Opinion: A PR playbook for avoiding opportunism in the COVID-19 crisis
It goes without saying that the COVID-19 outbreak has severely impacted the daily operations of most businesses, in too many harmful ways. Ad agencies, production companies and their brand clients have had challenging hurdles to face during these unprecedented times. Understandably, these companies want to address uncertainties within their clients, teams, followers and corporate peers, either by reassuring the continuity of their normal operations (albeit remote), or by denoting other short-term and long-term changes.
From a public relations standpoint, there is a right and decidedly wrong way to broach a crisis. As email recipients everywhere have frayed nerves due to their own personal concerns about the COVID-19 outbreak, messages, however well-intended, can be construed as seizing on a disaster for personal gain, which can have long-term brand image repercussions beyond the lifespan of a virus. You don’t want your company to be remembered as the first one to send a sales newsletter pitching their uninterrupted services or “fun” virtual workflow after everyone was sent home—fearing for the health of their families and the potential loss of their jobs.
In a time where the consistency and future of everyone’s professional and personal lives are being interrupted by the hour, it is essential that the tone and content of all outward-facing messaging be as sensitive as ever.
Here is a rundown of helpful messaging, as well as verbiage you definitely want to avoid, during this difficult time:
Don't pretend things are still okay—or even normal. You don’t know what every individual client or team member is going through, and forced optimism without pragmatism can read as insensitive at best. Keep pleasantries earnest, without ignoring the current state of the world. A “business as usual” message can seem tone deaf.
Don't promote the superiority of your remote tools. We know you want to reassure your clients that you can perform day-to-day work from home, but heavily upselling now is insensitive. Just state the facts. Focus on being solutions-oriented, not opportunistic.
Don't play expert. If your clients have any questions pertaining to the virus or economic fallout, guide them to CDC updates and pertinent health organizations. Don’t pretend to be an expert on COVID-19 or play doctor; it’s dangerous as much as it is callous.
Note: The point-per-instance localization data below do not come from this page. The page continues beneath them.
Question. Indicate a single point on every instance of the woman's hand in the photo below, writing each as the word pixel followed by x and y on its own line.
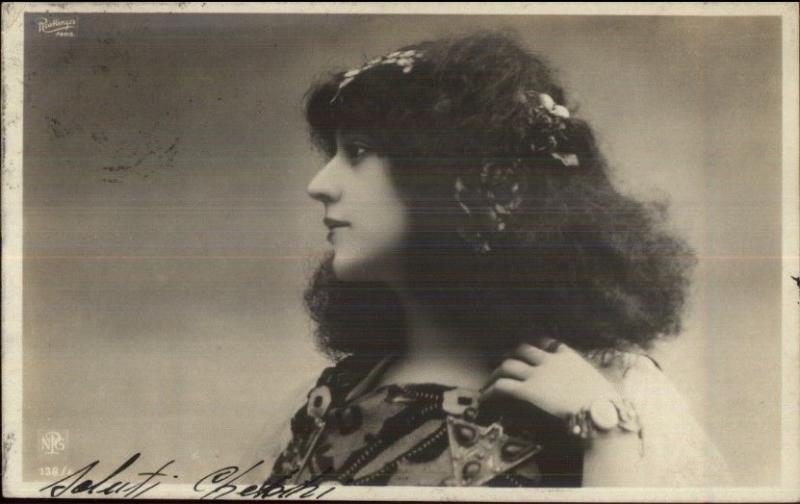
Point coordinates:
pixel 560 382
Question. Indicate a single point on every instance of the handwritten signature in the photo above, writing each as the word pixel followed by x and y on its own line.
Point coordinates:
pixel 218 483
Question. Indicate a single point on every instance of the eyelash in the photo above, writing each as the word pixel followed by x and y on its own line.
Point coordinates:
pixel 356 151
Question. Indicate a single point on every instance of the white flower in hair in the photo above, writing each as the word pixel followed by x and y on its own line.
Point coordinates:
pixel 551 106
pixel 404 59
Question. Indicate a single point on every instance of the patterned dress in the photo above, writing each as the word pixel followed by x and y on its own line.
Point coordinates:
pixel 352 432
pixel 423 434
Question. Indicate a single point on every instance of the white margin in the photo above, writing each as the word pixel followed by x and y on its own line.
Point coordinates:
pixel 12 227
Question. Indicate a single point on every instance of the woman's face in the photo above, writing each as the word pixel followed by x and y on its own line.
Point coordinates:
pixel 366 218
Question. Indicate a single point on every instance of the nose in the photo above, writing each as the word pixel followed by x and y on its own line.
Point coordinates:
pixel 323 186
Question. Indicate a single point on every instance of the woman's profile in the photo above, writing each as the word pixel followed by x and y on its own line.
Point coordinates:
pixel 488 297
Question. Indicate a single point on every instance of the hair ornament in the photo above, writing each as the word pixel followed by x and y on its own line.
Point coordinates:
pixel 547 124
pixel 404 59
pixel 489 199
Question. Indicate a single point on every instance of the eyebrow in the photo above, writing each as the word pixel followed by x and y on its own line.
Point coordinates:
pixel 356 136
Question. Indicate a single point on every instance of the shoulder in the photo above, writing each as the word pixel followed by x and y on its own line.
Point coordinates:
pixel 626 368
pixel 676 451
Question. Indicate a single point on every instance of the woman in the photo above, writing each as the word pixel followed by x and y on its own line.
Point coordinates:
pixel 488 296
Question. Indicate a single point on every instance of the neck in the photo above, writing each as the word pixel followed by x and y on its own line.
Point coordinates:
pixel 435 353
Do prioritize the recipients’ well-being. Prioritize the well-being of humans—your own teams, the clients you interface with, etc.—before concerns about your business gains or losses. Continue to lead your messaging with wishing others well in this difficult time. When communicating with clients and employees, providing insight from a standpoint of comradery has proven beneficial. We are all going through this together and rallying to tackle a shared challenge is a powerful tool in uncertain times.
Do keep your messaging factual. When keeping your clients informed of your adjusted workflows, avoid language that can be construed as one-upmanship, or salesy. Can you perform all your functions remotely? If not, which ones? What are your new hours? These are questions your clients actually need to have answered. Brands that appear opportunistic, whether intentional or not, are met with swift backlash.
Do consider your social media feed. Think about pausing pre-scheduled social media posts, reviewing them to make sure the tone and content is appropriate to share in the light of current circumstances, such as quarantine and social distancing. Before publishing any verbiage, consider your messaging through the lens of "is this appropriate at this point in time?"
Do your part. Consider how you can provide value or assistance to the community during this time of shared challenges. Moments of positivity and hope in times of crisis will go a long way toward engendering long-term positive brand awareness for your company. Simply creating a short piece of content that fosters community at a time of required distance will bring you closer to your clients.
The COVID-19 pandemic will hopefully end as quickly as possible, but decisions your company makes now will follow your brand beyond the life of the crisis. Approaching your own teams, clients and audiences thoughtfully—not as monoliths, but as individual people with their own fears and trials to face—will set the course for sensitive and thoughtful communication. As the situation unfolds and we continue to distance ourselves form one another physically, it’s a great time to double down on making sure that your communications are more human than ever.